A L2 VNI provides an emulated Ethernet Multipoint service through the
use of the LISP control plane, where it registers MAC addresses as
EIDs.
Loop-avoidance is handled by control plane learning, and control
plane enabled registration of all TS EIDs as soon as they send a
first packet. Therefore unicast traffic will never result in loops,
as there is no 'unknown' unicast. multi-destination traffic
forwarding is performed using a multicast enabled underlay and LISP
procedures laid out in [RFC6831] or through ingress replication to
the list of participating NVEs in that NVI, and therefore is loop-
free.
A L3 VNI behaves exactly as an IP VRF and therefore supports
virtualized IP routing and forwarding, through per tenant forwarding
with IP address isolation and L3 tunneling for interconnecting
instances of the same VNI on NVEs.
Note that , within this document, it is assumed that a unified L2/L3
NVE is deployed and therefore all IP traffic will be forwarded using
the L3 overlay, even intra-subnet traffic.

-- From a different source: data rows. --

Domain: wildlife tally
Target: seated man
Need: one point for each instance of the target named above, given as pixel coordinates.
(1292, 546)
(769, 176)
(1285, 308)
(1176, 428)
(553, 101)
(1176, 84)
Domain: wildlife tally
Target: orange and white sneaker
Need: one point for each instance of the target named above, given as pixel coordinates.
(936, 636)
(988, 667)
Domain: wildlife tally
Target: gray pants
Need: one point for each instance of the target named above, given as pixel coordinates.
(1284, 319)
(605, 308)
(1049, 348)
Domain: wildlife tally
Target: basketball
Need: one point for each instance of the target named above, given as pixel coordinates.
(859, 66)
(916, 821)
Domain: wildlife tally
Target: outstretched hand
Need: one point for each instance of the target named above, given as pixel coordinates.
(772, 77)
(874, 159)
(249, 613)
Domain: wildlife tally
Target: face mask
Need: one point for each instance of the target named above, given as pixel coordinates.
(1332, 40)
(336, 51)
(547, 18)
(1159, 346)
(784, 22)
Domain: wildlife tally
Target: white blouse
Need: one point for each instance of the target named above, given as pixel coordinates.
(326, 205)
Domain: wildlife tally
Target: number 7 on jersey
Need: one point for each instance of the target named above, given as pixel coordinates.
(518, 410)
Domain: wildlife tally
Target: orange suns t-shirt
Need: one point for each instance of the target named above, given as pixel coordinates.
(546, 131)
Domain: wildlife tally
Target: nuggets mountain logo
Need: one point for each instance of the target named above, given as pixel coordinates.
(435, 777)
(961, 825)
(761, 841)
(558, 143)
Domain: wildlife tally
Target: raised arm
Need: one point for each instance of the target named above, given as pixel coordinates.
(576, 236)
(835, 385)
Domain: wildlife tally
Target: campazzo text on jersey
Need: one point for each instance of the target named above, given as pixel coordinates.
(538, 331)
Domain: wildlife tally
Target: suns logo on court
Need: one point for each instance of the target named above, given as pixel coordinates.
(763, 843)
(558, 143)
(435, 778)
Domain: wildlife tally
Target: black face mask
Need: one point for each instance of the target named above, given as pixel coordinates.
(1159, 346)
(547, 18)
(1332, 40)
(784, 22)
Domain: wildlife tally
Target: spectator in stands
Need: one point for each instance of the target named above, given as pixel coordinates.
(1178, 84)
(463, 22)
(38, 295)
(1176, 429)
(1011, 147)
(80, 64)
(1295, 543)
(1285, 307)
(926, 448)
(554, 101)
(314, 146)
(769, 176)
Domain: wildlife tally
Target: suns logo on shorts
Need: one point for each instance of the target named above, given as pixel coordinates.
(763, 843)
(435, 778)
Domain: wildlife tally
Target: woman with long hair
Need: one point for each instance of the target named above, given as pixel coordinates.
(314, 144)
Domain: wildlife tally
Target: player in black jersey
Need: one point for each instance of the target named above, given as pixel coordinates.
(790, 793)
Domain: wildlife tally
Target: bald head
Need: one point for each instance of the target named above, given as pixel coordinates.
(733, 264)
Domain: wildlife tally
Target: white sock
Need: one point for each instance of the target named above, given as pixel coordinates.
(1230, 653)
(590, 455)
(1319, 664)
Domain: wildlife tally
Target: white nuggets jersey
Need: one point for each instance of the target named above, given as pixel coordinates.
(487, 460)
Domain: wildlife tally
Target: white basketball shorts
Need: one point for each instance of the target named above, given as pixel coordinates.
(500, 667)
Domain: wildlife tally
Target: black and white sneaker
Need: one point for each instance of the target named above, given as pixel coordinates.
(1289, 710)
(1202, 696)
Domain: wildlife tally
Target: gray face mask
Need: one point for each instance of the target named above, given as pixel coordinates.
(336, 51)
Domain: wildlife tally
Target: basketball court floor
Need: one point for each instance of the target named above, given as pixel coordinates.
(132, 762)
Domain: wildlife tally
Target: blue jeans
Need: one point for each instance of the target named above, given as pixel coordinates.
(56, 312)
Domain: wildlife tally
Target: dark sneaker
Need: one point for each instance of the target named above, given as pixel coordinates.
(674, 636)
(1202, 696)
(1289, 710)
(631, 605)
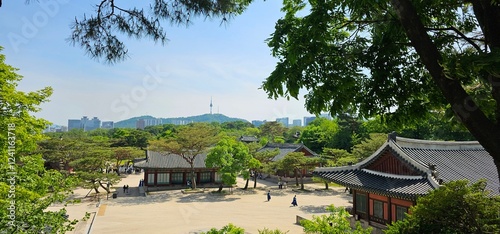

The LISP header performs the function of the NVO3 overlay header.
Through using the LISP control plane, the egress NVE can be looked
up.
As the outer LISP header is an IPv4 or IPv6 header, differentiated
forwarding can be supported naturally. Equally, as LISP uses IP/UDP
as a transport, multipath over LAG and ECMP in the underlay are
naturally supported, through the entropy introduced in the UDP header
by selecting per flow source UDP port numbers. A LISP based NVO3
network can work in both uniform and pipe models [RFC2983] and fully
supports ECN marking as per [RFC6040] .
As it does for L3 services, the LISP control plane replaces the use
of dynamic data plane learning (Flood-and-Learn) for unicast traffic
for L2 services. Packet replication in the underlay network to
support L2 broadcast, unknown unicast (optional, as all MAC-address
are learned by the control plane) and multicast L2 and L3 overlay
services can be done by:
o Ingress replication, which reduces the need for multicast in the
NVO3 underlay to zero.
o Use of underlay multicast trees. These trees can be aggregated
globally, or per tenant (rather than per VNI).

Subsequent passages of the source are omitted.